0

When deploying this step

WriteToBigQuery(
                    method='STORAGE_WRITE_API',
                    table=[TABLE],
                    schema=[PATH TO SCHEMA ON GCS BUCKET],
                    create_disposition=beam.io.BigQueryDisposition.CREATE_IF_NEEDED,
                    write_disposition=beam.io.BigQueryDisposition.WRITE_APPEND,
                    insert_retry_strategy='RETRY_NEVER'
                )

getting

  File "/Library/Frameworks/Python.framework/Versions/3.11/lib/python3.11/collections/__init__.py", line 402, in namedtuple
    raise ValueError('Field names cannot start with an underscore: '
ValueError: Field names cannot start with an underscore: '_embedded'

Bigquery does support fields starting with underscores. Is this a bug and are there any workarounds?

user912830823
  • 1,179
  • 3
  • 14
  • 25

1 Answers1

-1

The error occurs in the Python standard library's collections module, specifically in the code that handles the creation of namedtuple.

Field names cannot start with an underscore: '_embedded' means that you are attempting to create a namedtuple where one of the field names starts with an underscore ('_embedded'), which is not allowed.

Based on this documentation, names starting with an underscore(_) are invalid fieldnames.

One workaround regarding this is by changing rename=True argument.

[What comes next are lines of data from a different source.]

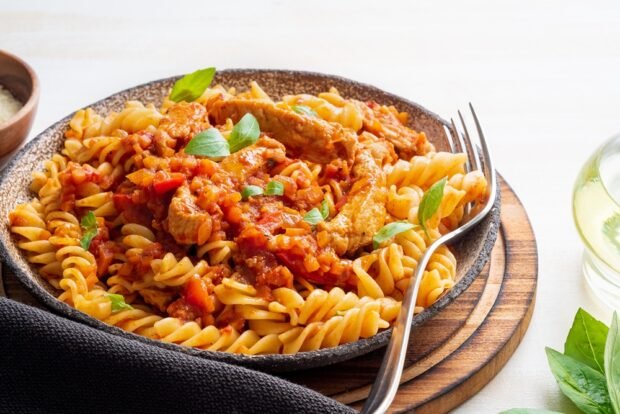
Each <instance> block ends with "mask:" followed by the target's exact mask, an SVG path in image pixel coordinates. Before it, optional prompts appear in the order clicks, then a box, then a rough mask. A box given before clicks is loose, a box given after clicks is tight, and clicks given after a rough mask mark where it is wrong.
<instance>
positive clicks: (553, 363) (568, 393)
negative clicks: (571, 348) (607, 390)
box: [545, 348, 612, 414]
mask: <svg viewBox="0 0 620 414" xmlns="http://www.w3.org/2000/svg"><path fill="white" fill-rule="evenodd" d="M545 351H546V352H547V360H548V361H549V367H550V368H551V372H552V373H553V376H554V377H555V379H556V381H557V382H558V385H559V386H560V389H561V390H562V392H563V393H564V395H566V396H567V397H568V398H570V400H571V401H572V402H573V403H574V404H575V405H576V406H577V408H579V409H580V410H581V411H583V412H584V413H586V414H612V408H611V402H610V400H609V395H608V394H607V385H606V384H605V376H604V375H603V374H601V373H600V372H598V371H596V370H594V369H592V368H590V367H589V366H587V365H586V364H584V363H582V362H579V361H577V360H576V359H574V358H571V357H569V356H566V355H563V354H561V353H559V352H558V351H555V350H553V349H551V348H545Z"/></svg>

You can also refer to this use case.

If you didn't intend to work with namedtuple and you're encountering this error within Apache Beam's WriteToBigQuery method, it could indicate a potential problem linked to field names that begin with underscores in your BigQuery schema or data. Renaming the fields in your data or schema so that they do not start with underscores is a straightforward workaround.

The Dataflow WriteToBigQuery transform doesn't inherently prevent fields starting with underscores when using the STORAGE_WRITE_API write mode. However, there could be other issues related to BigQuery schema or data validation that might cause problems if your BigQuery table's schema doesn't match the incoming data.

Poala Astrid
  • 1,028
  • 2
  • 10